Yes, if the organisation cannot prove inventory, ownership, and least privilege for the agent environment. Production agents are not just another feature rollout, because each agent can widen the blast radius of existing credential and entitlement mistakes. Mature governance is the gating requirement, not an optional hardening step.
Why This Matters for Security Teams
Production AI agents change the risk model because they do not wait for a human to click “approve” before acting. They can chain tools, call APIs, and pursue goals across systems, so static RBAC alone rarely reflects what they will do at runtime. Current guidance suggests that identity governance has to be mature enough to prove inventory, ownership, and least privilege before agents are allowed meaningful access. The 2026 Infrastructure Identity Survey found that only 44% of organisations have any policies to manage AI agents, even though 92% agree governance is critical to enterprise security.
That gap matters because agent behaviour is autonomous and often opaque. A model may be well-tuned, yet still trigger unintended escalation when it receives broad credentials, persistent secrets, or poorly scoped tool access. The right question is not whether AI is useful, but whether the organisation can constrain a goal-driven workload with the same discipline expected for privileged infrastructure. Frameworks such as the OWASP Top 10 for Agentic Applications 2026 and the NIST AI Risk Management Framework both point toward stronger governance, context-aware controls, and continuous oversight rather than blind trust in model behaviour. In practice, many security teams encounter agent overreach only after the first unintended API call or lateral movement has already occurred, rather than through intentional rollout testing.
How It Works in Practice
Delaying production does not mean blocking experimentation. It means treating agents as privileged workloads that need a dedicated identity, tight scoping, and runtime decisioning. The best practice is evolving toward workload identity, JIT credential provisioning, and intent-based authorisation so an agent receives only the access needed for a specific task, for a short time, and with an auditable purpose. That aligns with the controls discussed in NHIMG’s Ultimate Guide to NHIs and with the operational patterns described by the CSA MAESTRO agentic AI threat modeling framework.
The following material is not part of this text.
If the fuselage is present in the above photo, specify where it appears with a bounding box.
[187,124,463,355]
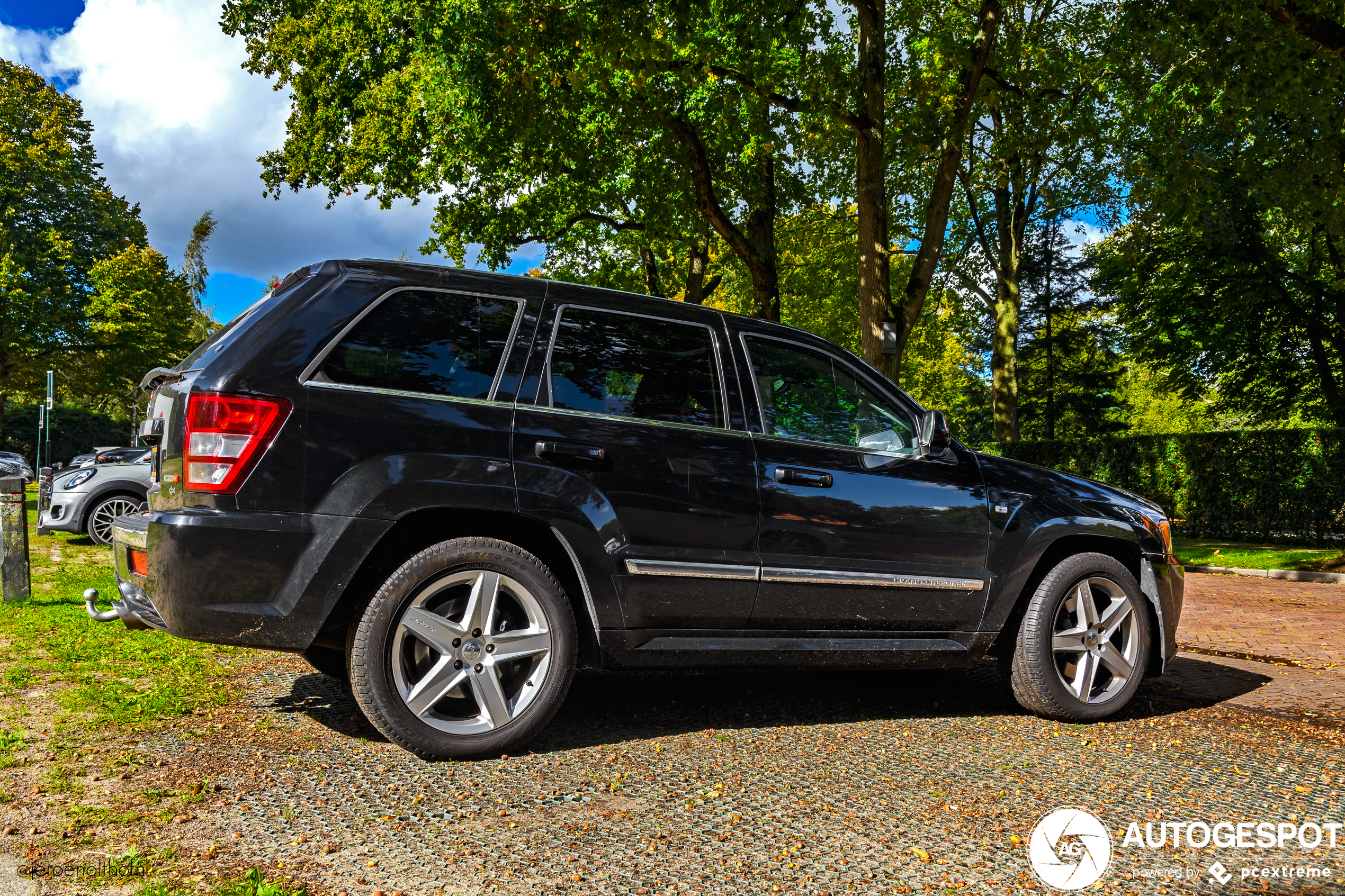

A workable production pattern usually includes:
- Unique workload identity for each agent, often backed by short-lived cryptographic tokens rather than shared service accounts.
- Policy-as-code checks at request time, so access is granted based on task context, target system, and risk level, not just broad role membership.
- Ephemeral secrets with strict TTLs, automatic revocation, and no long-lived static credentials in code or config.
- Separated permissions for read, write, and actuation, especially when agents can trigger infrastructure or security changes.
- Continuous logging that ties every action back to the agent identity, the tool invoked, and the policy decision that allowed it.
NHIMG research shows why this matters: 97% of NHIs carry excessive privileges, and only 5.7% of organisations have full visibility into their service accounts. That is a dangerous starting point for agentic AI, where the workload can adapt faster than a manual approval process can keep up. Pairing this with external guidance from the NIST AI Risk Management Framework helps organisations formalise governance, measurement, and monitoring before production expansion. These controls tend to break down when agents are given shared credentials in CI/CD-heavy environments because the identity no longer maps cleanly to a single actor, task, or blast radius.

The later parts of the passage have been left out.